According to statistics, in the elevator accident, electrical accidents accounted for more than 80% of the total elevator accidents. It is very necessary to prevent elevator electrical accidents and do related maintenance work. Then we learn about some of the causes of the failure of the elevator control system, and related processing methods to ensure the safe and reliable operation of the elevator.



Safety circuit

   Role: To ensure that the elevator can operate safely, there are many safety components on the elevator. Only if each safety component is in normal condition, the elevator can run, otherwise the elevator will immediately stop running.

    Common safety circuit switches are:

    Room: Control panel emergency stop switch, phase sequence relay, thermal relay, speed limiter switch

    Well: Upper limit switch, lower limit switch

    Ground pit: broken rope protection switch, pit maintenance box emergency stop switch, buffer switch

    Car: Control Box Emergency Stop Switch

    Car top: safety window switch, safety gear switch, car top repair box emergency stop switch

    Fault status: When the elevator is in a stop state, all signals cannot be registered, and neither the fast train nor the slow train can operate. First, it is suspected that the safety loop is faulty. The status of the safety relay should be observed on the control panel of the equipment room. If the safety relay is released, it should be judged as a safety circuit failure.

    Possible causes of failure:

    1. The phase sequence relay is activated due to the wrong phase sequence or phase loss of the input power supply.

    2. The elevator is in overload operation or stalled for a long time, causing the thermal relay to move.

    3. Overspeed may cause overspeed governor switching.

    4. Lifting or sinking of the elevator causes extreme switching.

    5. The pit breaks the rope switch action. Maybe the speed limiter rope jumps out or is too long.

    6. Safety pliers action. Should find out the reason. Possible speed limiter overspeed action, overspeed governor oil loss error, oil loss in the pit rope, foreign objects (such as rats, etc.) in the pit rope, and gaps in the safety stake are too small.

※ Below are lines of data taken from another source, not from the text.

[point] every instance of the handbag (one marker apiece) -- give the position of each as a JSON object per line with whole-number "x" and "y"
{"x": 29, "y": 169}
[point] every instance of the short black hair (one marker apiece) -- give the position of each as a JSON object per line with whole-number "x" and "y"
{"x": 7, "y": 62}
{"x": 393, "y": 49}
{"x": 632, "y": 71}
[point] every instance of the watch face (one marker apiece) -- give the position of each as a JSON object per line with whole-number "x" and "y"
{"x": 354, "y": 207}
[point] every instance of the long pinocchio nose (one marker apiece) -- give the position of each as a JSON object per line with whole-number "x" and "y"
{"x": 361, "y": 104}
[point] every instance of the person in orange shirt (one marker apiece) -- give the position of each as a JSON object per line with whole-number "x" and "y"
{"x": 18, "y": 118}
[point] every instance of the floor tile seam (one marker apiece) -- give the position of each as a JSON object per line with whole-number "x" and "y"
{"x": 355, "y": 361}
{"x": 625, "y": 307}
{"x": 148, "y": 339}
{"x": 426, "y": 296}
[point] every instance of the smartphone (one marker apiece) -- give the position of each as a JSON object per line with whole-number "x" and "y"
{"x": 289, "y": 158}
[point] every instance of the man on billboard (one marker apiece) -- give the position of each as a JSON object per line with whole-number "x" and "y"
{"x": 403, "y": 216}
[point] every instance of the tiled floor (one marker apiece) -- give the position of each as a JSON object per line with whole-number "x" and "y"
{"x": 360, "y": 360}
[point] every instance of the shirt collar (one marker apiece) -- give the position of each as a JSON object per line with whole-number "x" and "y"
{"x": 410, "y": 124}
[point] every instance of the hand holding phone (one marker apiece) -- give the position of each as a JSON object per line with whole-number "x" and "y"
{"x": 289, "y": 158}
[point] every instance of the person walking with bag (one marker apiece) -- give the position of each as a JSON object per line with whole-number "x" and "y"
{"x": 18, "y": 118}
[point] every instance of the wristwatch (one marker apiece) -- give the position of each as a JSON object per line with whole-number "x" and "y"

    7. The safety window is lifted up, causing the safety window to open and close.

    8. Possible emergency stop switch was pressed.

    9. If all switches are normal, check for good contact and loose connections.

Door lock circuit

    Role: In order to ensure that the elevator can only operate after all doors are closed, a door electric interlock switch is installed on each hall door and car door. Only when all the electrical interlock switches of the door are fully connected, the door lock relay of the control panel can only pull in and the elevator can run.

    Fault status:

    When all the doors are closed, the state of the door lock relay is observed on the control panel. If the door lock relay is in the release state, it should be judged that the door lock circuit is open.

    Repair suggestions:

    1. First, it is important to doubt whether the door lock of the elevator stop layer is faulty.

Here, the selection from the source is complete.